Start with the sarcastically titled lead-off track This Could be Love. Carry on through 11 more poisonous tracks laced with nightmares, grief, addiction, anguish, blasphemy, betrayal and death -- usually set to misleadingly dynamic melodies -- and you have one of the most multi-faceted and engaging bands to come down the punk pike in some time.
CLICHE EMOTIONALISM
14 SHADES OF GREY
STAIND; ELEKTRA/WARNER
We all have people like Staind singer Aaron Lewis in our lives. They're the ones who take everything way too seriously. The ones who act like nobody else in the world has ever fallen in love or been dumped. The ones who just can't get over anything -- or over themselves.
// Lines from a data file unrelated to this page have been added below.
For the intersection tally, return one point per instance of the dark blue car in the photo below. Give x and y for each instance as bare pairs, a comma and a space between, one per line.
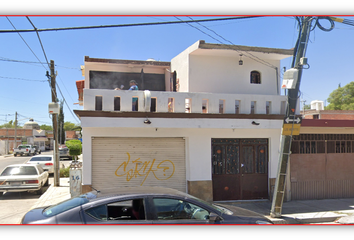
141, 205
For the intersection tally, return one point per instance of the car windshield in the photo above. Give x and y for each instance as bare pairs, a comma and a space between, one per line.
68, 204
35, 159
214, 206
19, 170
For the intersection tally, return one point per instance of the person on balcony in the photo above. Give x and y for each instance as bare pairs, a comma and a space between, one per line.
133, 86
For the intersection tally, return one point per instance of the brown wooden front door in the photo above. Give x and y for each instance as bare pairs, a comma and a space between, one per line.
240, 169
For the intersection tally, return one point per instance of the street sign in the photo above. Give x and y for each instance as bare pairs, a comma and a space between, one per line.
291, 129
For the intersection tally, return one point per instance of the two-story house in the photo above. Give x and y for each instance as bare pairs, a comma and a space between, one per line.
208, 123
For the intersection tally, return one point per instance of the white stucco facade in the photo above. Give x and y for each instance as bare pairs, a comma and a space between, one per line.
198, 134
214, 99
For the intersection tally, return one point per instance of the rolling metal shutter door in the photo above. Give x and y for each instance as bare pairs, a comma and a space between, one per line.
126, 162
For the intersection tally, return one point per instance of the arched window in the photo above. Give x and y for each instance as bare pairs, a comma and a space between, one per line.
255, 77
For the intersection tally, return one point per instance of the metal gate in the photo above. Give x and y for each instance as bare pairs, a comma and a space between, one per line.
127, 162
240, 169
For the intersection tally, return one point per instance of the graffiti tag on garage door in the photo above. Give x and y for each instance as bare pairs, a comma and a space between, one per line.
143, 169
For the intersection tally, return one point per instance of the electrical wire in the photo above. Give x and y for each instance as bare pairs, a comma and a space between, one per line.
23, 79
24, 41
125, 25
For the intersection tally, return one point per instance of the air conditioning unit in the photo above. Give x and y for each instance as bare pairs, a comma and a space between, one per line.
290, 78
53, 108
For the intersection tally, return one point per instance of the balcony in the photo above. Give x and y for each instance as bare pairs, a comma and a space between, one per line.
183, 102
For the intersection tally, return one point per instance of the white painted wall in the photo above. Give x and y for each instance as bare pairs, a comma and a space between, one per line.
179, 101
225, 75
218, 71
198, 135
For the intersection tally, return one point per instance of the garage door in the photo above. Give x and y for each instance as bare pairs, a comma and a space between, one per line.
121, 162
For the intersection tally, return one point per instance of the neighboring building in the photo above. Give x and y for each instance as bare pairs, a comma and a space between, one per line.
8, 134
321, 164
71, 135
321, 160
207, 126
30, 133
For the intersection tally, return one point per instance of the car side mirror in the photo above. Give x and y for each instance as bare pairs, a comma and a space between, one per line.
213, 218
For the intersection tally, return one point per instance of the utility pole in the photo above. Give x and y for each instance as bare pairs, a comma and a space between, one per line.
55, 126
280, 183
15, 144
Well, here's an idea. Next time the Aaron Lewises in your life start mewling about their latest trauma, give them Staind's third major-label disc 14 Shades of Grey, an aptly titled set of turgidly cliche, ploddingly earnest grudge-rock emotionalism. Then give them a guitar and urge them to purge their traumas musically, just like Lewis does.
SHADES OF SABBATH
THE BLESSED HELLRIDE
BLACK LABEL SOCIETY; SPITFIRE/EMI
Ozzy Osbourne's guitarist, Zakk Wylde, pays the bills by hauling his trademark bull's-eye Les Paul all over the globe, cranking out Iron Man and Paranoid for arenas of Ozzy fans. Then, between tours, he cranks out solo albums, mostly under the moniker Black Label Society. Blessed Hellride, his latest, delivers everything you would expect: Dark, Sabbath-inspired guitar riffs, manic fret-burning solos, hard-hitting beats, death-obsessed lyrics and vocals that are obviously influenced by Ozzy, but delivered with more aggression (Oz sings on one track). But even if it's unlikely to indoctrinate his detractors, it's equally unlikely to alienate fans.
TURNING UP THE HEAT
DO RABBITS WONDER?
WHIRLWIND HEAT THIRD MAN/V2/BMG
Whirlwind Heat's debut album, Do Rabbits Wonder?, was produced by Jack White, the White Stripes' singer-guitarist. But anyone going in looking for the blooz-rock fuzz of the Stripes will leave disappointed. The Michigan Moog-rock trio (who lifted their name from Sonic Youth's Goo) prefer to take their cues from the jittery, synth-crazed post-punk of the late, great Brainiac. Compensating for the lack of six-string licks with loads of buzzy, revved-up basslines, Whirlwind Heat stack outlandish synth bursts and vocals atop spasmodic grooves to create anxious, off-kilter tunes that move and evolve in fits and starts. The 13 cuts are all named after colours -- Orange, Black, Purple, Tan, etc. -- that have little relation to their content. But despite all this deliberate weirdness, there's no denying they kick more butt than a gang of three-legged bikers.